Met je Hollandse ‘bakkes’ in de Zweedse speeltuin
Nederlanders zijn behoorlijk direct in hun communicatie. De Zweden zijn daarentegen rustig, niet aanwezig en vooral terughoudend met het geven van hun mening. Dankzij een Nederlandse vader werd ik met mijn neus op de feiten gedrukt. In een speeltuin nota bene. Een en al Hollandse gezelligheid dus. Of toch niet?
Eerst een vluchtig lesje over de Zweedse mentaliteit. Je hoort geen onnodig getoeter in het verkeer en je steekt in alle Zweedse veiligheid het zebrapad over. In de metro word je niet naar binnen of buiten geduwd. Er wordt niet met een middelvinger naar je gezwaaid. En als je tijdens het winkelen op Kungsgatan per ongeluk tegen iemand aan botst, wordt er sorry gezegd. Altijd alsof het sowieso niet jouw schuld was. Je duwtje wordt met “ingen faren” beantwoord. “Geen gevaar”, letterlijk vertaald.
Dus geen geduw, getrek of gescheld hier. Zweden staan er om bekend conflictvermijdend te zijn. Zeker in vergelijking met Nederlanders, die altijd overal iets van vinden én zeggen. Vind ik.
Hoewel ik liever heb dat mensen eerlijk tegen me zijn en direct vertellen wat ze dwarszit, vind ik deze instelling stiekem wel fijn.
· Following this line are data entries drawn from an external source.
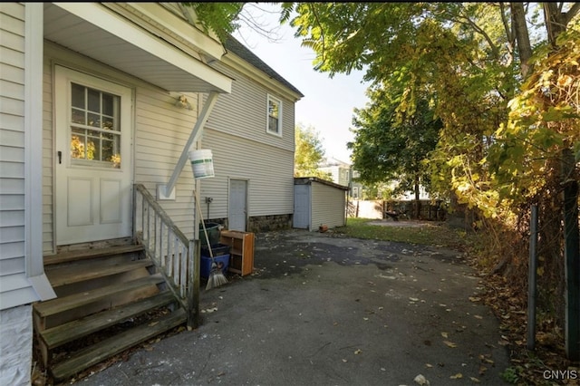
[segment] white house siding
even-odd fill
[[[45,50],[46,51],[46,50]],[[43,251],[52,253],[54,246],[53,217],[53,72],[51,58],[43,61]]]
[[[0,309],[20,304],[24,262],[24,5],[0,5]],[[13,297],[14,296],[14,297]],[[34,298],[31,298],[31,301]]]
[[[60,63],[87,73],[102,76],[134,90],[133,182],[141,183],[155,197],[158,184],[167,184],[198,116],[198,94],[187,94],[192,110],[175,106],[179,94],[159,89],[138,78],[74,53],[50,42],[44,44],[44,250],[55,252],[53,241],[53,64]],[[174,223],[193,236],[194,179],[188,165],[176,184],[176,199],[159,201]]]
[[[248,217],[291,215],[295,103],[228,66],[215,68],[234,82],[232,93],[218,99],[202,138],[202,148],[212,150],[216,177],[201,181],[201,203],[213,198],[209,218],[227,217],[227,179],[246,179]],[[281,137],[266,132],[268,93],[282,101]],[[207,205],[202,208],[207,216]]]
[[[32,316],[30,304],[0,311],[0,384],[30,384]]]
[[[202,148],[210,149],[216,177],[201,180],[200,201],[213,198],[209,218],[227,217],[228,179],[248,181],[248,216],[294,211],[294,152],[208,129]],[[204,217],[207,205],[201,206]]]
[[[219,131],[235,133],[236,136],[246,140],[294,151],[294,102],[223,63],[217,63],[214,68],[234,78],[234,82],[232,93],[221,95],[218,99],[207,126]],[[282,137],[266,132],[268,93],[282,101]]]
[[[343,227],[345,213],[345,191],[320,182],[312,182],[311,230],[321,225]]]
[[[175,98],[150,88],[137,89],[135,181],[155,195],[167,184],[197,120],[197,96],[188,94],[194,110],[174,106]],[[175,225],[193,236],[194,179],[186,164],[176,183],[176,199],[159,201]]]
[[[24,4],[0,4],[0,384],[30,384],[32,310],[26,277]],[[32,38],[31,38],[32,39]]]

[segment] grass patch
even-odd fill
[[[421,223],[420,227],[371,225],[371,218],[348,218],[346,227],[334,232],[349,237],[370,240],[396,241],[433,246],[468,250],[477,245],[476,235],[461,229],[452,229],[441,223]]]

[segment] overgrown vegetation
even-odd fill
[[[544,372],[578,371],[566,359],[564,336],[549,312],[539,310],[536,315],[536,350],[527,349],[525,338],[527,334],[527,299],[526,290],[520,288],[522,284],[527,283],[526,278],[522,277],[514,285],[506,276],[497,273],[496,260],[482,258],[481,253],[487,250],[488,243],[493,242],[498,235],[490,237],[485,229],[481,232],[466,232],[440,223],[424,222],[420,227],[384,227],[372,225],[373,221],[376,220],[348,218],[346,226],[335,228],[334,232],[362,239],[442,246],[465,252],[466,261],[478,272],[486,288],[481,302],[489,306],[499,320],[503,344],[510,353],[512,365],[503,372],[504,381],[518,386],[553,386],[559,383],[545,379]],[[513,235],[505,234],[501,236],[508,238]],[[566,384],[577,384],[574,383],[574,380],[569,381]]]
[[[417,121],[420,102],[428,98],[430,115],[442,126],[421,166],[431,191],[449,199],[451,211],[470,213],[484,246],[474,256],[476,266],[488,272],[490,285],[505,286],[492,304],[505,313],[526,310],[529,213],[537,206],[537,307],[546,321],[538,328],[560,342],[566,300],[577,302],[566,294],[577,294],[580,276],[580,3],[281,6],[281,22],[289,22],[314,52],[316,71],[330,77],[366,71],[369,95],[377,97],[359,111],[362,118],[392,111],[386,127],[401,129]],[[401,149],[373,151],[369,130],[379,129],[371,132],[377,139],[389,132],[373,120],[359,122],[357,130],[367,131],[353,147],[370,151],[355,153],[353,167],[373,176]],[[577,333],[575,314],[567,308],[573,316],[567,331]],[[518,322],[521,329],[525,321]],[[567,341],[575,356],[576,341]],[[554,346],[555,352],[559,349]]]

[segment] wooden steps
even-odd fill
[[[127,350],[160,333],[169,331],[186,322],[185,311],[171,313],[156,321],[155,324],[144,324],[112,336],[99,343],[75,353],[74,357],[55,365],[51,372],[57,380],[70,377],[84,369],[93,366],[107,358]]]
[[[55,381],[187,321],[142,246],[69,250],[44,263],[57,298],[33,306],[35,344]]]

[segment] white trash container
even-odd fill
[[[214,160],[209,150],[189,151],[194,179],[209,179],[214,175]]]

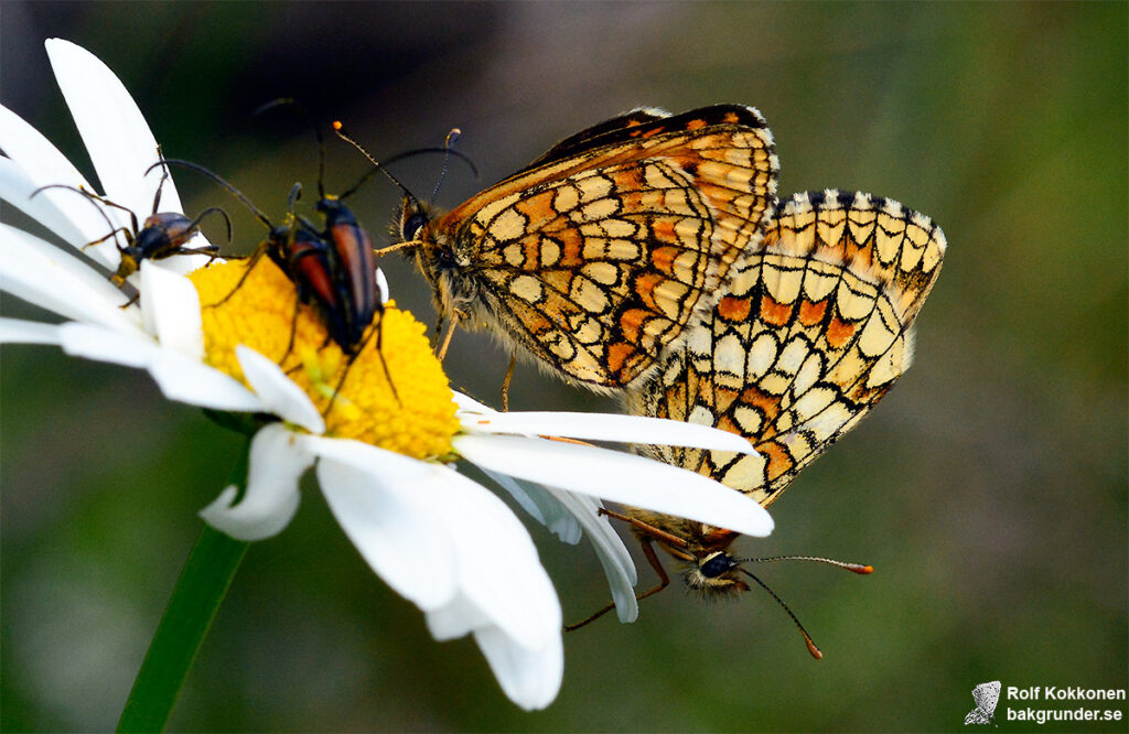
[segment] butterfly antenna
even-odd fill
[[[861,576],[874,573],[873,566],[865,563],[849,563],[833,558],[822,558],[820,556],[770,556],[768,558],[734,558],[734,563],[772,563],[774,561],[811,561],[813,563],[826,563],[847,571],[854,571]]]
[[[447,177],[447,168],[450,166],[450,149],[455,146],[455,141],[458,140],[461,134],[463,134],[462,130],[452,128],[450,132],[447,133],[447,139],[443,141],[446,155],[443,157],[443,171],[439,172],[439,180],[435,182],[435,189],[431,190],[431,201],[435,201],[436,196],[439,195],[439,186],[443,185],[443,180]]]
[[[352,136],[349,134],[349,132],[345,130],[344,124],[342,124],[342,122],[340,120],[334,120],[333,121],[333,132],[336,133],[338,138],[341,138],[342,140],[344,140],[345,142],[348,142],[350,146],[352,146],[353,148],[356,148],[357,150],[359,150],[360,155],[362,155],[366,158],[368,158],[368,161],[370,164],[373,164],[373,166],[374,166],[374,168],[371,171],[369,171],[367,174],[365,174],[365,176],[359,182],[357,182],[356,186],[353,186],[352,189],[350,189],[345,193],[341,194],[342,199],[344,199],[345,196],[348,196],[352,192],[357,191],[362,183],[365,183],[366,181],[368,181],[368,178],[370,176],[375,175],[376,172],[379,171],[380,173],[383,173],[388,178],[388,181],[391,181],[392,183],[396,184],[396,186],[399,186],[400,190],[403,191],[404,194],[409,199],[411,199],[415,203],[419,203],[419,199],[415,196],[415,194],[412,193],[411,189],[409,189],[408,186],[405,186],[404,184],[402,184],[399,178],[396,178],[391,173],[388,173],[388,169],[385,168],[384,165],[379,160],[377,160],[376,158],[374,158],[373,154],[370,154],[368,150],[365,149],[365,146],[362,146],[359,142],[357,142],[357,140]]]
[[[164,158],[164,159],[158,160],[157,163],[152,164],[151,166],[149,166],[146,169],[146,173],[149,173],[150,171],[152,171],[157,166],[165,166],[167,164],[175,164],[177,166],[183,166],[183,167],[187,168],[189,171],[195,171],[196,173],[201,174],[202,176],[211,178],[216,184],[218,184],[219,186],[226,189],[233,196],[235,196],[240,202],[243,202],[243,204],[247,209],[250,209],[255,215],[255,217],[259,218],[259,221],[261,221],[264,225],[266,225],[268,229],[274,229],[274,225],[272,225],[271,220],[266,218],[266,215],[264,215],[262,211],[260,211],[259,207],[256,207],[255,204],[251,203],[251,200],[247,199],[245,195],[243,195],[242,191],[239,191],[238,189],[236,189],[235,186],[233,186],[231,184],[229,184],[228,182],[224,181],[218,175],[213,174],[212,172],[208,171],[207,168],[204,168],[203,166],[201,166],[199,164],[194,164],[191,160],[181,160],[180,158]]]
[[[791,621],[796,623],[796,629],[798,629],[799,633],[804,636],[804,643],[807,644],[807,652],[812,654],[812,657],[814,657],[817,661],[819,659],[823,659],[823,653],[821,653],[820,648],[815,646],[814,641],[812,641],[812,636],[807,633],[807,630],[804,629],[804,626],[799,623],[799,619],[793,613],[793,611],[790,609],[788,609],[788,605],[784,603],[784,600],[780,598],[779,596],[777,596],[776,592],[773,592],[771,588],[769,588],[768,584],[765,584],[761,579],[756,578],[756,576],[754,576],[752,574],[752,571],[750,571],[747,568],[741,568],[741,567],[738,567],[738,568],[739,568],[739,570],[743,574],[745,574],[745,576],[747,576],[749,578],[751,578],[754,582],[756,582],[756,584],[761,588],[763,588],[765,592],[768,592],[769,596],[771,596],[772,598],[774,598],[777,601],[777,604],[779,604],[781,606],[781,609],[784,609],[784,611],[788,612],[788,617],[790,617]]]
[[[325,199],[325,138],[322,137],[322,129],[314,122],[314,117],[309,114],[309,111],[294,97],[271,99],[265,104],[259,105],[252,114],[261,115],[275,107],[294,107],[301,115],[301,119],[306,121],[310,130],[314,131],[314,137],[317,138],[317,198]]]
Gewoon nergens een probleem van maken. Het opkroppen van issues is een probleem voor later. Of voor nooit. De Zweden bewaren liever de harmonie. De Nederlanders gaan er tegen in.
Deze constatering werd bevestigd toen ik samen met een bevriende Nederlandse familie in de speeltuin was. Zij hadden een zak paprika chips van het merk Lays meegenomen. Ik was helemaal in mijn nopjes, want deze is bijna niet te krijgen in de Stockholmse supermarkten. Dus je snapt, de zak ging al open nog vóórdat we in de speeltuin waren.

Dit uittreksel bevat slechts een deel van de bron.